= Rita Hazan =

American hair colorist

Rita Hazan (born New York, New York) is a hair colorist known for her work with celebrities, and is the owner of the Rita Hazan Salon in NYC.

She started her career at the Oribe Salon as an assistant. In November 2007, Hazan had her first appearance on the Oprah Winfrey Show. She then went on to appear as a go-to expert for many transformation and makeover episodes.
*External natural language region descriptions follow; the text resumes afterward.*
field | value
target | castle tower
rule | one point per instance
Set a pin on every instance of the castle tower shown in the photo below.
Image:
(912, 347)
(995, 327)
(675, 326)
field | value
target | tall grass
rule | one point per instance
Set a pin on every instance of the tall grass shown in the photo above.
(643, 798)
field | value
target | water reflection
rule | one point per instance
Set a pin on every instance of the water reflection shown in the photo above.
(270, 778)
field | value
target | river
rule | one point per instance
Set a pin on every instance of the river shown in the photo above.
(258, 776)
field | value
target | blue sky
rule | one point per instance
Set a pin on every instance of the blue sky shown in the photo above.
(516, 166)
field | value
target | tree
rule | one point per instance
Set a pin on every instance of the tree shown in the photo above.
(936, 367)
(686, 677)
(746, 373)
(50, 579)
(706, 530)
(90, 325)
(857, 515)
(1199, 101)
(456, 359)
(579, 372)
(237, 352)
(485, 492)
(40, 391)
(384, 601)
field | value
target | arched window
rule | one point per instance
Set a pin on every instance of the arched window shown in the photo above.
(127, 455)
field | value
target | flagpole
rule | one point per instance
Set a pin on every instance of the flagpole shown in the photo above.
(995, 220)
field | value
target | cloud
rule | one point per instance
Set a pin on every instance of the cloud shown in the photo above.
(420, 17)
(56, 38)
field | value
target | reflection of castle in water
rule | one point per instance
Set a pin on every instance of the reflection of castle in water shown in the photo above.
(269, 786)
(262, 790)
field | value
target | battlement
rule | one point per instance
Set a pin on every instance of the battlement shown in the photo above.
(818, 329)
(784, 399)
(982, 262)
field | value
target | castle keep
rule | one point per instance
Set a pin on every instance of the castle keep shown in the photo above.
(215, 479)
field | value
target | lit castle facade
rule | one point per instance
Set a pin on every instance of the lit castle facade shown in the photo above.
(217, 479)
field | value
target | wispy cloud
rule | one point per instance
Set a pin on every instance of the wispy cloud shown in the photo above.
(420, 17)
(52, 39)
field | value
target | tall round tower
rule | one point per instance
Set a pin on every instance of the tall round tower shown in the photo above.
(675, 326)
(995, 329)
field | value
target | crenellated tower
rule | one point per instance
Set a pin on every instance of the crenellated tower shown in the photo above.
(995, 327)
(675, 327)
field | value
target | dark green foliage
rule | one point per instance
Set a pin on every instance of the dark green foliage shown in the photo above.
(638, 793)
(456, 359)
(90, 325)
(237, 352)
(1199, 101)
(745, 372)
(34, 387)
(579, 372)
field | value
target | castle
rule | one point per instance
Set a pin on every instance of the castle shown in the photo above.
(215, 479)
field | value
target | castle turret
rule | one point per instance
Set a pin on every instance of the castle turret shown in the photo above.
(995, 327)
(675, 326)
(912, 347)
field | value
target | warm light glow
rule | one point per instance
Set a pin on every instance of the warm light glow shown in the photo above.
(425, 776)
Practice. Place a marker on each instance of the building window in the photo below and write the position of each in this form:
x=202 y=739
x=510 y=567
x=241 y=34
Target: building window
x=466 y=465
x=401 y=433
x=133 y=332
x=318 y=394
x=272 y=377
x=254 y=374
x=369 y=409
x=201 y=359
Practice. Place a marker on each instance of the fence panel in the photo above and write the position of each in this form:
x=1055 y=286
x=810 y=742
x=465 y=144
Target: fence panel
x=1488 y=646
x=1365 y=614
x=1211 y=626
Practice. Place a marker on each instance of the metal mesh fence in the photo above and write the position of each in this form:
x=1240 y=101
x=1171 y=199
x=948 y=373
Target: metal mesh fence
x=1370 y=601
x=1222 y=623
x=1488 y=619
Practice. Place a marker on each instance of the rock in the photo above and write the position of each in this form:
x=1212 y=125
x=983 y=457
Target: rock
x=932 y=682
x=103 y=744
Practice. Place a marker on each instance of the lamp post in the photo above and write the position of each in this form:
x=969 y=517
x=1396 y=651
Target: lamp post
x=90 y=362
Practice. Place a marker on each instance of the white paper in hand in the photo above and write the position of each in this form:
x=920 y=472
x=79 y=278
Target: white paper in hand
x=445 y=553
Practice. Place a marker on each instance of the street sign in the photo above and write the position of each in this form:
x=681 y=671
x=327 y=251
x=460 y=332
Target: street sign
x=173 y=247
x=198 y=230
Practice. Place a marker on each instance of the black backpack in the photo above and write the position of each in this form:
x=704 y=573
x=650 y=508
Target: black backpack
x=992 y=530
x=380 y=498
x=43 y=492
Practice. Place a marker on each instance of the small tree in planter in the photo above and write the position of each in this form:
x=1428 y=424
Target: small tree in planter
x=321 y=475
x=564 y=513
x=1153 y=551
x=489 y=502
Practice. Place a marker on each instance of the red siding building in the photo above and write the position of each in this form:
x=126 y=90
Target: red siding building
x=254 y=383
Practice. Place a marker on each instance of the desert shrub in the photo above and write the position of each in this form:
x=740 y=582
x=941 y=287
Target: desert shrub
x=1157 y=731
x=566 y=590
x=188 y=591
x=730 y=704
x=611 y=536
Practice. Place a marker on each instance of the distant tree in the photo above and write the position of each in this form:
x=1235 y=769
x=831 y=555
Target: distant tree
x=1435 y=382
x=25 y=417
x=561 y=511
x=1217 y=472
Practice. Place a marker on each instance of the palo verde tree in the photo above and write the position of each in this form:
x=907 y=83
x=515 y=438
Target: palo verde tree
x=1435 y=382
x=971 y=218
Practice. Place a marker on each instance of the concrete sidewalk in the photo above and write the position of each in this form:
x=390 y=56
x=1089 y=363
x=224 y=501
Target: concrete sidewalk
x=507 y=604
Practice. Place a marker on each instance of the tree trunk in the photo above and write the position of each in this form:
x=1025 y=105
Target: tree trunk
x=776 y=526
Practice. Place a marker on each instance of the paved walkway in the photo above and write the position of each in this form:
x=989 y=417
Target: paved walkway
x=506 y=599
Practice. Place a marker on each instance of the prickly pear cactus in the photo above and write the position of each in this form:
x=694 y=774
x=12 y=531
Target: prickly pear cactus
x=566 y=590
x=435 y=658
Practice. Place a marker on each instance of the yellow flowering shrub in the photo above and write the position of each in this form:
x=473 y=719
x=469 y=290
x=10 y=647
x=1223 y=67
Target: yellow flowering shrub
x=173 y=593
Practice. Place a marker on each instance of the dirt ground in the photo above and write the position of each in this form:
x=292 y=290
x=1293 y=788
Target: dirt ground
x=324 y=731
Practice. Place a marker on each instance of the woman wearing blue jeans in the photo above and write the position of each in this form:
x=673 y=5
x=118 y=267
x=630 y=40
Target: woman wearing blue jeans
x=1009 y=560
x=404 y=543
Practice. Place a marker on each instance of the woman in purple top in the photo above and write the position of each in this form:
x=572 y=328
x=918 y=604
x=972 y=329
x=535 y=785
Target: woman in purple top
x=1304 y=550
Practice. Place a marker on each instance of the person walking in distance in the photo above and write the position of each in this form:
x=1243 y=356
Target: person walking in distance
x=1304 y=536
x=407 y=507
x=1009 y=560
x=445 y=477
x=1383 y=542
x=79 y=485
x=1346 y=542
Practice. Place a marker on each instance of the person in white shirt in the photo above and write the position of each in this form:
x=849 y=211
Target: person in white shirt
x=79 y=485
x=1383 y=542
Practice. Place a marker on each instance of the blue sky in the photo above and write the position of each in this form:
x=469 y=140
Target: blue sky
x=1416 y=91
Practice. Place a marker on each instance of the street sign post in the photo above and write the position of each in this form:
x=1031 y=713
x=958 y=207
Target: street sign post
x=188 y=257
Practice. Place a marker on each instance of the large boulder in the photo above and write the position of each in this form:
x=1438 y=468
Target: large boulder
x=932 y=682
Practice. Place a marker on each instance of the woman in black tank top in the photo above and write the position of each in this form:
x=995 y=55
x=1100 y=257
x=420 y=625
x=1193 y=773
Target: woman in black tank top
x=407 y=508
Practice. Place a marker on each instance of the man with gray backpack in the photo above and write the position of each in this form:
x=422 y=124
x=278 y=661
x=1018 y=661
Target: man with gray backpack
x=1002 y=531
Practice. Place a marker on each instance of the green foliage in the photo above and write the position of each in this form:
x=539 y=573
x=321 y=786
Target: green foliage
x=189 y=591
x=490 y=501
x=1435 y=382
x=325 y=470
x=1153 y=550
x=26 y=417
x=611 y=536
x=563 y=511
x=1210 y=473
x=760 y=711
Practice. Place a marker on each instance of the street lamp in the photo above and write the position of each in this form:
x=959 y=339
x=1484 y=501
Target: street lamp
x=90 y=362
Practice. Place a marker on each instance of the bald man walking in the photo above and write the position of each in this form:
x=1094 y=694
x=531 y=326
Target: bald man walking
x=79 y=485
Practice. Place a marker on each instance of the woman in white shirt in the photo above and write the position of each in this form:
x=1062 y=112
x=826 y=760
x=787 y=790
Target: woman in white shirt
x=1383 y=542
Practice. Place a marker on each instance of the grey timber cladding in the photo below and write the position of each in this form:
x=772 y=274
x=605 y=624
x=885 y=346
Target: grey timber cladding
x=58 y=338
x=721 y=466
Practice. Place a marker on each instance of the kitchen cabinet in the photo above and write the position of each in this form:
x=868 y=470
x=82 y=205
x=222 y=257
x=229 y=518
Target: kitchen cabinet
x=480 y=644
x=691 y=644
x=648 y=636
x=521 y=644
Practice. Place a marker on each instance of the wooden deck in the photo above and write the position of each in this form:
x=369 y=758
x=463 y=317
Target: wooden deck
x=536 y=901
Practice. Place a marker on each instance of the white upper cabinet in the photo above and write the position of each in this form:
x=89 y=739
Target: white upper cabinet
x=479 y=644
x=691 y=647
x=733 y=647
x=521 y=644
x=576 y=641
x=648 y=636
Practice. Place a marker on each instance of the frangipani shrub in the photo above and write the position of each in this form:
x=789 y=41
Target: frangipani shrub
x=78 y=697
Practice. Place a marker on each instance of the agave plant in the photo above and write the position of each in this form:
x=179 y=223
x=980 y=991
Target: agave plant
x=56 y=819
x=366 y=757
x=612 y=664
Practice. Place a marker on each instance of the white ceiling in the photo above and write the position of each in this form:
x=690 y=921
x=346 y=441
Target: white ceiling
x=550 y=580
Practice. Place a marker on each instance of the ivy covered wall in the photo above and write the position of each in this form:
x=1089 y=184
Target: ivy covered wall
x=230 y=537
Her celebrity clients include Beyoncé, Mariah Carey, Jennifer Lopez, Thalía, Jessica Simpson, and Katy Perry.

Hazan launched her namesake hair care line in 2011. Her product line have been profiled in fashion and beauty magazines such as Allure US, Elle (US), Glamour (US), InStyle (US), and Teen Vogue (US). Rita is one of the co-creators of Sunsilk, a Unilever brand. She is the brand’s color expert, and has been collaborating with the hair care line since 2009.

==Personal==
Hazan began doing hair at 17. She spent the first ten years of her career at Manhattan’s Oribe salon. She then opened her own hair and beauty salon on Manhattan’s Upper East Side in 2003. In November 2006, the salon relocated to a 6,000 square foot space at 720 Fifth Avenue.